38500 m³ / (58x1150) = 57.7 cm deep not good enough.

38500 m³ / (3x4x13.5) = 238 m to the nearest whole metre for three race lanes (so four lane widths). Hence one good lane gives a length of 475m, two lanes 317m, three lanes 238m, four lanes 190m. An eight is 18m long, so at least 25m width is required to turn around reliably.

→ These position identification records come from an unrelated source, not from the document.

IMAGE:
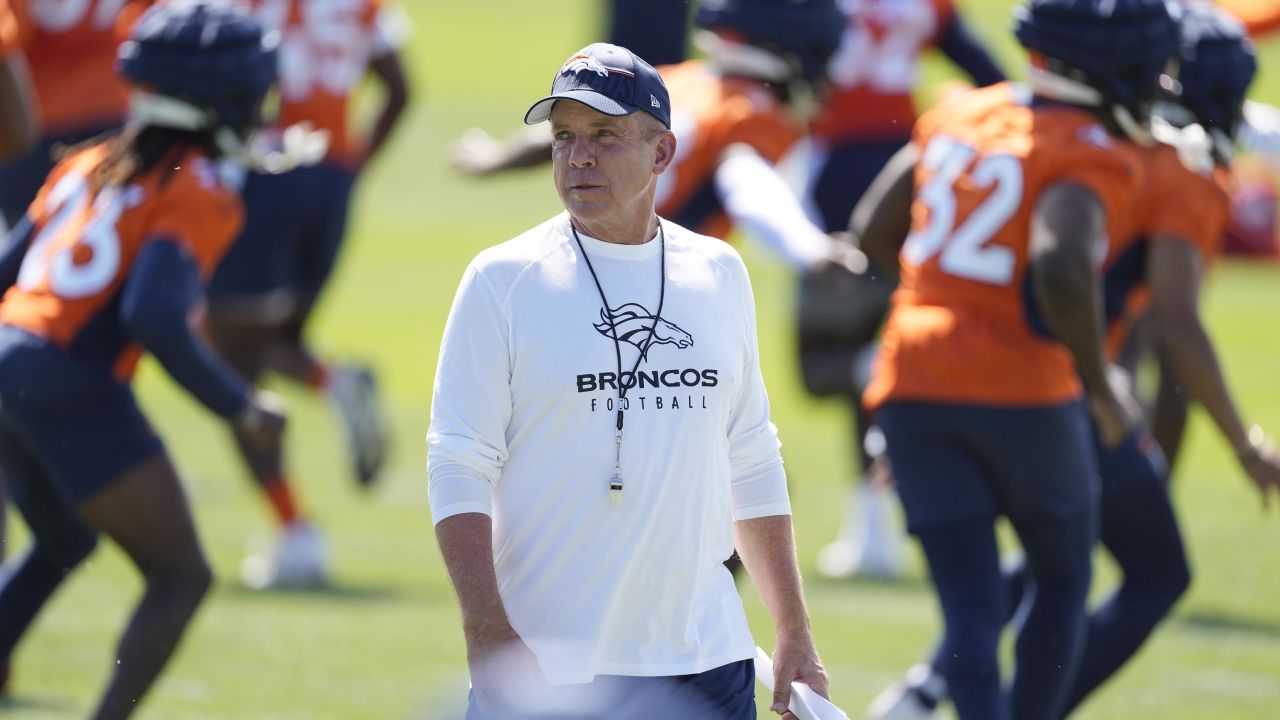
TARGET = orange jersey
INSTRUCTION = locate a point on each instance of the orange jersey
(86, 240)
(71, 48)
(1191, 205)
(961, 328)
(874, 71)
(708, 115)
(8, 30)
(1260, 17)
(325, 50)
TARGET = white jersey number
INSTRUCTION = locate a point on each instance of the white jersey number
(328, 50)
(87, 265)
(964, 250)
(62, 16)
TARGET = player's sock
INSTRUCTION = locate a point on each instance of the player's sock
(279, 495)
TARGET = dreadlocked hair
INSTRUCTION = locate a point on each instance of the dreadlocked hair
(137, 151)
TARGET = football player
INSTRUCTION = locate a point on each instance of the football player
(264, 292)
(867, 115)
(71, 51)
(1185, 213)
(736, 114)
(108, 263)
(996, 213)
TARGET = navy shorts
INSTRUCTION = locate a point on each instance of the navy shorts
(80, 425)
(721, 693)
(22, 177)
(963, 463)
(293, 228)
(846, 174)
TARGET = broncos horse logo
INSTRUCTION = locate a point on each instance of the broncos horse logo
(579, 63)
(632, 324)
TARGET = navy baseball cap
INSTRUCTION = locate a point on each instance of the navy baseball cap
(607, 78)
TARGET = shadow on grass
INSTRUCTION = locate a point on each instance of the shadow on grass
(1224, 623)
(35, 705)
(328, 592)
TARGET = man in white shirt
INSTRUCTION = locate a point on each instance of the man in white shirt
(600, 441)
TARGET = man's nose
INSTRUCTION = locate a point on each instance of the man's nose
(581, 154)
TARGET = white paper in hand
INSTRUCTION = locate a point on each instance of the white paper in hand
(805, 703)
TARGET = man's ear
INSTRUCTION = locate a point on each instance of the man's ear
(666, 151)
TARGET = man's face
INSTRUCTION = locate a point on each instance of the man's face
(606, 167)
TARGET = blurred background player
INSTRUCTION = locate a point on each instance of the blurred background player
(654, 30)
(264, 292)
(1187, 210)
(108, 263)
(736, 113)
(71, 51)
(867, 115)
(996, 326)
(17, 136)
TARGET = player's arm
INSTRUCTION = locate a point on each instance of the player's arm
(762, 519)
(155, 306)
(882, 218)
(1174, 272)
(759, 201)
(1068, 224)
(391, 73)
(968, 53)
(13, 254)
(17, 106)
(480, 154)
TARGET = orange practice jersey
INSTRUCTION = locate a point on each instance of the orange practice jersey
(8, 30)
(71, 46)
(1179, 203)
(874, 71)
(325, 50)
(961, 328)
(708, 115)
(86, 240)
(1260, 17)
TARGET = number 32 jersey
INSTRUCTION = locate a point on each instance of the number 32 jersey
(963, 327)
(86, 240)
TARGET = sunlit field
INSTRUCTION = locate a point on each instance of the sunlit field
(385, 642)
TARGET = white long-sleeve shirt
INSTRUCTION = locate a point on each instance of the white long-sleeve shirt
(522, 428)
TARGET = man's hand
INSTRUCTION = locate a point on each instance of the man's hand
(795, 660)
(1115, 410)
(504, 673)
(263, 420)
(476, 153)
(1261, 461)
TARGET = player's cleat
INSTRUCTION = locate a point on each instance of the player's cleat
(914, 697)
(868, 546)
(355, 392)
(300, 560)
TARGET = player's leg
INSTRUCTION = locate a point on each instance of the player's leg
(146, 513)
(59, 543)
(1051, 488)
(250, 296)
(1139, 529)
(950, 507)
(837, 328)
(352, 387)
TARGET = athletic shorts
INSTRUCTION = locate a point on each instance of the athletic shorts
(81, 425)
(963, 463)
(721, 693)
(293, 228)
(22, 177)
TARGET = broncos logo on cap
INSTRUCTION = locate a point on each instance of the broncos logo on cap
(632, 324)
(579, 63)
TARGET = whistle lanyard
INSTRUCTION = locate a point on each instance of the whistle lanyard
(616, 479)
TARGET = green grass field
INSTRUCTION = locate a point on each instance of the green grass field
(385, 642)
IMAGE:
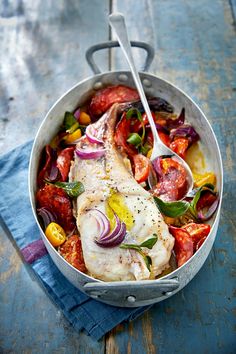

In practice a boat takes about 8m width and wants more than 10m, so the 'one good lane' gives an opportunity for practice between two boats, or for staggered starts. It seems to me that a boating lake would be better.

38500 / 1.5 = 25667 m², 2.57 ha. That's a decent size, 6 acres. The Serpentine (Hyde Park, London) is 16ha and 5m deep; my local lake is 22ha, and in practice we use about a third of that for boating. The size of the boating lake in Regent's Park (London) is a challenge to discover.